Fini sgrida la Farnesina: troppo buona con l’Iran

Gian Marco Chiocci

da Roma

Dopo il pignoramento dei fondi iraniani alla sede centrale della Bnl a Roma, si muove la Farnesina. Che esclude pressioni sui giudici del tribunale civile a favore dell’ambasciata di Teheran (in seguito al riconoscimento di due sentenze americane da 640 milioni di dollari contro la Repubblica islamica responsabile del finanziamento di due attentati in Israele firmati da Hamas) e al contempo stigmatizza le «considerazioni di carattere politico» contenute nella missiva inviata al Tribunale da un suo alto funzionario del Cerimoniale. La nota del Mae sintetizza l’esito degli accertamenti disposti dal ministro Gianfranco Fini a margine del contenzioso riportato dal Giornale che sembrava veder contrapposti, da un lato, i giudici che avevano reso esecutive le sentenze di risarcimento per i tre giovani assassinati dai kamikaze, e dall’altra l’ambasciata iraniana e l’ufficio cerimoniale del ministero degli Esteri, quest’ultimo schierato nero su bianco dalla parte dell’Iran. La Farnesina spiega che la lettera al giudice, nel suo complesso, aveva finalità informative. Niente più. «Nel caso di sequestri di beni afferenti a una Rappresentanza Diplomatica, si ricorda sempre, e per prassi al Tribunale competente, l’immunità dalla giurisdizione garantita alle ambasciate in base alla Convenzione di Vienna. L’intervento del ministero attiene solo gli aspetti procedurali di casi del genere, come avvenuto recentemente per sei casi concernenti altri Stati». Quanto alle «considerazioni di carattere politico contenute nella lettera al Tribunale di Roma», queste vengono invece definite «ingiustificate, e tali da adombrare un inesistente intervento della Farnesina anche nel merito della vicenda, tanto che hanno indotto il Ministro a prendere i provvedimenti del caso nei confronti del funzionario responsabile, Umberto Colesanti», il ministro plenipotenziario firmatario della missiva. A scanso di ulteriori equivoci la Farnesina ribadisce «la più dura condanna di qualsiasi attività diretta o indiretta a sostegno del terrorismo», e Fini, in persona, «auspica che anche in questo drammatico caso, la giustizia possa fare il suo pieno corso e le famiglie possano ricevere il dovuto risarcimento nel rispetto del vigente diritto internazionale».
L’intervento del ministro rasserena Riccardo Pacifici, vicepresidente e portavoce della Comunità ebraica romana: «Non posso non esprimere grande soddisfazione per la sentenza riconosciuta dai tribunali italiani - dice - perché costituisce un importante precedente internazionale utile a far capire che chiunque colpisce nel mucchio poi incappa in conseguenze durissime anche a livello economico.

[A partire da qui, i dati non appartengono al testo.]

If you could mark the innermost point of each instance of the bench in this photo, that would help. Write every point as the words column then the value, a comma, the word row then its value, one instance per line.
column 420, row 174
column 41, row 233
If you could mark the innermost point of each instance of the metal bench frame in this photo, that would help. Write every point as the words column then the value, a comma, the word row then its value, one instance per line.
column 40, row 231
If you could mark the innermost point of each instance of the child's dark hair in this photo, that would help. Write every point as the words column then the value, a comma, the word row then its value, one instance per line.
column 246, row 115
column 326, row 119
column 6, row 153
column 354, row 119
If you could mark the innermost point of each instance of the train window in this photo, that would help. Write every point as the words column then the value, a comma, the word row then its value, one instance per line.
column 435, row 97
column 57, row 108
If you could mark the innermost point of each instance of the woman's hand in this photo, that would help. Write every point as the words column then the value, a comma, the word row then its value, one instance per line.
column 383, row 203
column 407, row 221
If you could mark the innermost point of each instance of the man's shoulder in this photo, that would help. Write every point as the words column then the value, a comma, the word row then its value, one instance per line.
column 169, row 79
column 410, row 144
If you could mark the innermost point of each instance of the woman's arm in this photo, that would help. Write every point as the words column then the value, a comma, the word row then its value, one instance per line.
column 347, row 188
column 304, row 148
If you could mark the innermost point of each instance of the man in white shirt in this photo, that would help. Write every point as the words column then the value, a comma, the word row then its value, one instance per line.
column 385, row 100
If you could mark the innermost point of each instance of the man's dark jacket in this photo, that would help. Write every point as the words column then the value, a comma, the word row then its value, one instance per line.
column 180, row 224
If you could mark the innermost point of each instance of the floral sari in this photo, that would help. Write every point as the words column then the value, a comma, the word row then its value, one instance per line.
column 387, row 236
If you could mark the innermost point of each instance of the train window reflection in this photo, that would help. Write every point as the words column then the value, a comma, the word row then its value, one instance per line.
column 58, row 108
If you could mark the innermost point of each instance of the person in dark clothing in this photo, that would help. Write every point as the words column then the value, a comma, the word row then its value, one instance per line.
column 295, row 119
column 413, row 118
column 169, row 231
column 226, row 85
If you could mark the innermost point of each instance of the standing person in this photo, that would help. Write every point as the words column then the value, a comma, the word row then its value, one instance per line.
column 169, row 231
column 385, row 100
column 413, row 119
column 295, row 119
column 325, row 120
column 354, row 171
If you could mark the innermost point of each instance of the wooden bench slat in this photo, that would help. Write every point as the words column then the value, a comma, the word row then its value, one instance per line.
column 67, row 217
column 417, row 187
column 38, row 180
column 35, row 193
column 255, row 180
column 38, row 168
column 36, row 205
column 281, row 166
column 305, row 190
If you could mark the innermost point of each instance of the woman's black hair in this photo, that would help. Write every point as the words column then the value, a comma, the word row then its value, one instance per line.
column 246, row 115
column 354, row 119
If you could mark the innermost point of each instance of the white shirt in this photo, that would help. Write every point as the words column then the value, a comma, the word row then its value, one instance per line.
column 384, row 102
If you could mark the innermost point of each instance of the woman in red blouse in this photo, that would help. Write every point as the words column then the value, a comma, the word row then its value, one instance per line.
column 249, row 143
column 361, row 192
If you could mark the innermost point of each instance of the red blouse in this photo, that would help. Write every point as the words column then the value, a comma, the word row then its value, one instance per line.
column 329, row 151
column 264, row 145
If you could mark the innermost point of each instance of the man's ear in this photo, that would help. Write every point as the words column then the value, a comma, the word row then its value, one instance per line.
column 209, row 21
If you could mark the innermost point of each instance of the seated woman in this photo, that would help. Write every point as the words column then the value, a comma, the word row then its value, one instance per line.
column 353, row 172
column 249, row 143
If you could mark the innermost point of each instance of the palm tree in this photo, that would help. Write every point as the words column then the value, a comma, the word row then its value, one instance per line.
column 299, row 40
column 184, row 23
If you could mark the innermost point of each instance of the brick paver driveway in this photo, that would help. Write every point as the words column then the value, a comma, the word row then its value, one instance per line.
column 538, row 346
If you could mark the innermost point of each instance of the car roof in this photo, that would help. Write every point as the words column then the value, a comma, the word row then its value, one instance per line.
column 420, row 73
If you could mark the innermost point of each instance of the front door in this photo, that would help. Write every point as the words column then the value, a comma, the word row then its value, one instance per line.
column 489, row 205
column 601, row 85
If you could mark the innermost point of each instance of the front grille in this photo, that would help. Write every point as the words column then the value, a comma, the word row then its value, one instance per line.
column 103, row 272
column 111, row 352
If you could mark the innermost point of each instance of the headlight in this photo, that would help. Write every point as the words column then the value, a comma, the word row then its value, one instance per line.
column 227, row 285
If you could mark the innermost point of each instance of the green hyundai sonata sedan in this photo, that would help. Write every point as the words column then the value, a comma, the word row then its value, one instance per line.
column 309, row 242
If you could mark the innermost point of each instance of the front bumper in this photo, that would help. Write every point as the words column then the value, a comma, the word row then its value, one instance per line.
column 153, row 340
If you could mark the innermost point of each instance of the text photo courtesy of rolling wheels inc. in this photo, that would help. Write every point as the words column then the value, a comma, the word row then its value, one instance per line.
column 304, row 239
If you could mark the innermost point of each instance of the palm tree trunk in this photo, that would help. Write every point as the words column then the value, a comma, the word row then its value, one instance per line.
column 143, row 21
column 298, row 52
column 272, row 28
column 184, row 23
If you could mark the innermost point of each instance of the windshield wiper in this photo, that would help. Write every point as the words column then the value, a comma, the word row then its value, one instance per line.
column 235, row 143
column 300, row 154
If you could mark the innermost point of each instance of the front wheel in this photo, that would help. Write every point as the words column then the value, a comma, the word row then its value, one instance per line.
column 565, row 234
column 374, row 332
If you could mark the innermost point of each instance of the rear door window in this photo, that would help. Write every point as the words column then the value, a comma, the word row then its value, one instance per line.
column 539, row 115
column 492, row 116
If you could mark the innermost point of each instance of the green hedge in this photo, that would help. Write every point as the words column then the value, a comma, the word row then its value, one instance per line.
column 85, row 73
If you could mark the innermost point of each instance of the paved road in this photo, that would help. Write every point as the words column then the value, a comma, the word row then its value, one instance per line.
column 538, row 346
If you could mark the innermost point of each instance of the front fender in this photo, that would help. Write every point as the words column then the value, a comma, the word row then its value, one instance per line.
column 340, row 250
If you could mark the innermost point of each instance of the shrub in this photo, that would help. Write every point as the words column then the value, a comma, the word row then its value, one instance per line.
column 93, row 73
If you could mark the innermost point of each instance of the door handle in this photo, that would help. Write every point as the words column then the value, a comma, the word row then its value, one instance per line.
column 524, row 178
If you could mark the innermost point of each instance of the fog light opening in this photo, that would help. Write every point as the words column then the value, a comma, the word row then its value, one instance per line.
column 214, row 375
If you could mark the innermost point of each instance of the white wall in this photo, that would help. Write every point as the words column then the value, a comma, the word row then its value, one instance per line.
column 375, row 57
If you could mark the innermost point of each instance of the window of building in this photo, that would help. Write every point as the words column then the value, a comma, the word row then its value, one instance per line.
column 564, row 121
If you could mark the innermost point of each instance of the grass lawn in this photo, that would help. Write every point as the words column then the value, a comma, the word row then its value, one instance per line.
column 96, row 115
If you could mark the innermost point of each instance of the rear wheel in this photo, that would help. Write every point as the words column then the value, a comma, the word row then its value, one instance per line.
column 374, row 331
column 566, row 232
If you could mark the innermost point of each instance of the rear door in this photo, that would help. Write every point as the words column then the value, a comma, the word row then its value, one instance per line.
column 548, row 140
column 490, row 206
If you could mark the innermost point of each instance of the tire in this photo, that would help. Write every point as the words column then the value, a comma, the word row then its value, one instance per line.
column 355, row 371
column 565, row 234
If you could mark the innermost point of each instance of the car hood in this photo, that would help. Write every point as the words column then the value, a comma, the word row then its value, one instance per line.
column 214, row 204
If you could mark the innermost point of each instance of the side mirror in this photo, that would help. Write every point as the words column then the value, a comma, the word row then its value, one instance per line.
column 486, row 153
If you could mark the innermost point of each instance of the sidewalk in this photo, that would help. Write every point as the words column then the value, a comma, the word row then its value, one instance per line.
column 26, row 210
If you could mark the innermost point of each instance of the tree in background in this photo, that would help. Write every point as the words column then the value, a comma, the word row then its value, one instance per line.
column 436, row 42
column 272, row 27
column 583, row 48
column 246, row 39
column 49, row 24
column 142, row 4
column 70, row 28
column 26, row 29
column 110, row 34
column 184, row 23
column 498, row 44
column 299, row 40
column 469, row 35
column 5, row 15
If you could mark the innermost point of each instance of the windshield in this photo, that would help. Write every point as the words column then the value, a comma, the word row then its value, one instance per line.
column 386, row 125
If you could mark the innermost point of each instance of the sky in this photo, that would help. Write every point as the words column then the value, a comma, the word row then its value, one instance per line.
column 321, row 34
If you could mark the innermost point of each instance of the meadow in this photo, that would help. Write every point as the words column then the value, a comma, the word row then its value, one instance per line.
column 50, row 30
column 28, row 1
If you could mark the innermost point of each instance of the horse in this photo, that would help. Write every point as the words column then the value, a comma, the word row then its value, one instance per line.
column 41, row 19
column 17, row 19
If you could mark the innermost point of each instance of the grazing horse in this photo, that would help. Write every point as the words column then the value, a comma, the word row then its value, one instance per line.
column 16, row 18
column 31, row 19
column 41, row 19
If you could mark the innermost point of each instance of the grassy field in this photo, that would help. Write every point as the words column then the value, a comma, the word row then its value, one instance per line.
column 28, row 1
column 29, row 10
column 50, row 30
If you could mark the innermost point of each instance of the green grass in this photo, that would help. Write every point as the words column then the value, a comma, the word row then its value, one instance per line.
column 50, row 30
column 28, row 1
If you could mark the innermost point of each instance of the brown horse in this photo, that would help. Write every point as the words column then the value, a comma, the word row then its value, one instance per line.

La lettera della Farnesina, così com’era stata riportata sul Giornale, sinceramente rappresentava un fatto anomalo rispetto alle azioni ferme e decise che questo governo aveva posto in essere rispetto a Teheran e contro l’organizzazione di Hamas. Bene, dunque, ha fatto il ministro Fini a precisare la posizione della Farnesina».
Soddisfatto anche Anthony Shipman, l’avvocato dei familiari dei ragazzi uccisi in Israele: «Prendiamo atto dell’iniziativa del ministro Fini, che ci rincuora. Ma allo stesso tempo ricordiamo che i giudici italiani non hanno fatto altro che applicare la legge. Le norme internazionali in materia sono chiare: si possono pignorare i soldi ad uso commerciale dello Stato ovunque essi si trovino. I soldi “protetti” sono solo quelli nella disponibilità della Rappresentanza per le spese d’ambasciata, quelli in conti non misti. Ci sono però precise eccezioni che trovano nell’ordinamento italiano precedenti specifici laddove si riscontrino abusi di diritti umani. E il terrorismo è uno di questi». Nel frattempo le famiglie di Arline Duker, Matthew Eisenfeld e Alisa Michelle Flatow scrivono queste poche righe al Giornale per ricordare che «qualunque risarcimento stabilito dai tribunali non rimpiazzerà mai i nostri cari.

Il denaro può essere solamente usato per atti di beneficenza e il giudizio del tribunale può, e deve, rappresentare un deterrente necessario a quei governi che sponsorizzano il terrorismo con una mancanza totale di umanità. A questo scopo siamo grati per il coraggio di tutti i giudici che hanno applicato la legge con rigore sia contro chi perpetra violenza sia contro i loro sponsor finanziari».